Quote:
Originally Posted by cplnuswing Hi to one of my favorite posters  |
Thank you. I feel the same about you.
Quote:
|
What are the issues (if any) that as an adult really get under your skin and just so go against your core nature that even when it doesn't directly affect you or you know it's not in your best interest to address them, you can't resist trying to do something about it whenever you encounter them?
|
Seeing people try to take advantage of others, try to get what they want through intimidating others, or treating others disrespectfully.
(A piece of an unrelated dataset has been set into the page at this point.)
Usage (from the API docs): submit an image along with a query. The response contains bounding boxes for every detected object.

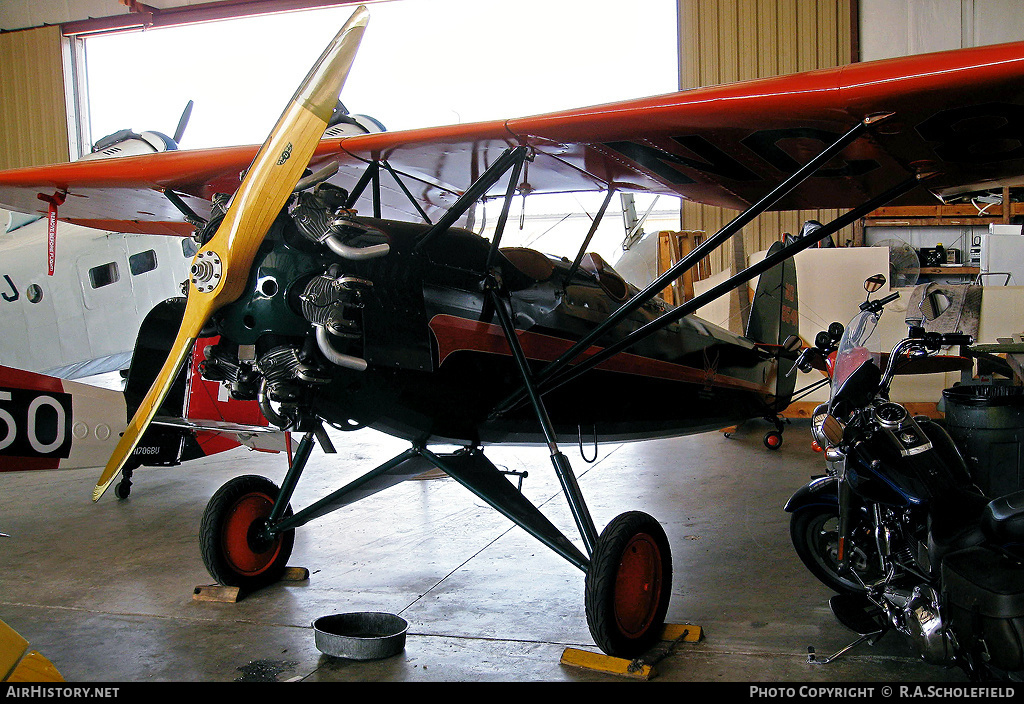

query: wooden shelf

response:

I tend to want to step in and do something. These are moments I'm filled with emotion and I have to focus very hard to keep my emotion restrained and to think first rather than react without thought.
Quote:
|
As a follow-up, throughout your life were the changes in how you respond to these things a gradual continuum or was there more of a watershed moment when you decided you weren't going to let things slide anymore?
|
I'd say gradual, because I learned early on that many people don't want someone to intervene for them. They can take offense to that. I don't blame them, because how they may handle things could be fine with them and the situation may not be rilling them as it does me.
I am always astounded at how much abuse people will take from others. And when I see this I am more irritated at those who continue to take it than those who are the abusers. It is a two way street. If you allow abuse to happen to you, people will continue to take advantage of you and treat you poorly.
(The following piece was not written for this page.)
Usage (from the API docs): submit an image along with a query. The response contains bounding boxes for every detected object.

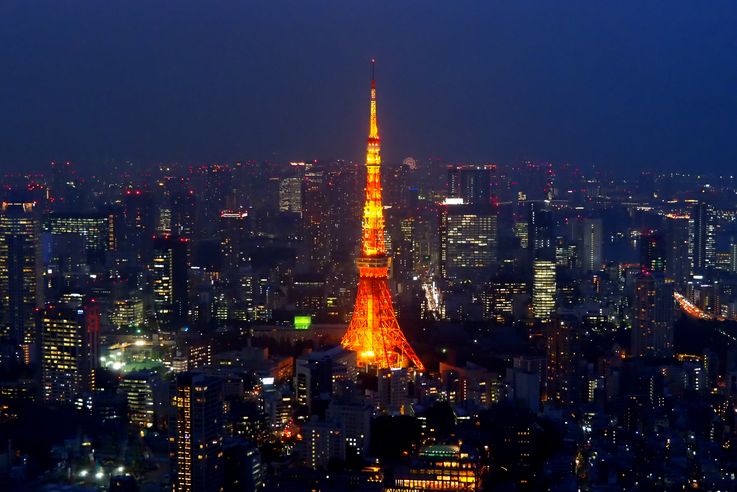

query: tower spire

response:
[341,59,423,370]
Looking at this issue from another angle, I think finding
myself at a moment in time when I decided to handle my life differently and take charge was an amazingly powerful experience. That was a watershed moment.
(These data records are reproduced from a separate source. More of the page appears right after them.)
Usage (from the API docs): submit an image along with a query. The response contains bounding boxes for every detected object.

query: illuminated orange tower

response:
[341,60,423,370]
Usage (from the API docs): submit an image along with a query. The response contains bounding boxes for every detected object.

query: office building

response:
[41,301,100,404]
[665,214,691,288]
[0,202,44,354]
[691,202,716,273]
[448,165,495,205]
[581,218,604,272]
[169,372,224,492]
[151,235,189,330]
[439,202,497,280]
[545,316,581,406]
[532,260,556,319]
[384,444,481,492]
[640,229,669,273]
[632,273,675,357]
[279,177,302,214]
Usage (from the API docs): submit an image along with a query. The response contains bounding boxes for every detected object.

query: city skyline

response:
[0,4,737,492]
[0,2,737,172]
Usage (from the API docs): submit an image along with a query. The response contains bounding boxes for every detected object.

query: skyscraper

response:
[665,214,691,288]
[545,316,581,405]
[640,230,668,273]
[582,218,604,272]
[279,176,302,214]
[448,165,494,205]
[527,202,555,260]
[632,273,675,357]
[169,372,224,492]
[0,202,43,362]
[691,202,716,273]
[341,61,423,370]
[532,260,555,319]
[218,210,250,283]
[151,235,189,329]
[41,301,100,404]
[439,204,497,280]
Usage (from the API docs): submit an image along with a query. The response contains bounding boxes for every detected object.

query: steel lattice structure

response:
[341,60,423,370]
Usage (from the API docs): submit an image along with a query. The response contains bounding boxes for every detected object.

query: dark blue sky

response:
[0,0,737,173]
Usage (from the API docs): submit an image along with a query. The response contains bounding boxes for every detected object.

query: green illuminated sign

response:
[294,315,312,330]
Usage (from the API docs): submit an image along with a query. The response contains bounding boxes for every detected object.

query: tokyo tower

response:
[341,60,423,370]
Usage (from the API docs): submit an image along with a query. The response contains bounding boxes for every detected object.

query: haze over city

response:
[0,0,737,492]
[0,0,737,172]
One night, while in college, I was sitting on a bed naked with a man in the dark, about to have sex for the first time (because I thought it was time I caught up to what everyone else was doing at my age). To my surprise I felt overcome by something from inside me - like a hidden part of myself just waiting to get out. This "self" told me that I didn't want to be there, I didn't have to be there, and I didn't have to have sex with this man. The best part is that I felt no shame or embarrassment in my decision to leave.
As I walked out to my car I felt I had just exploded through a self-imposed wall and set myself free.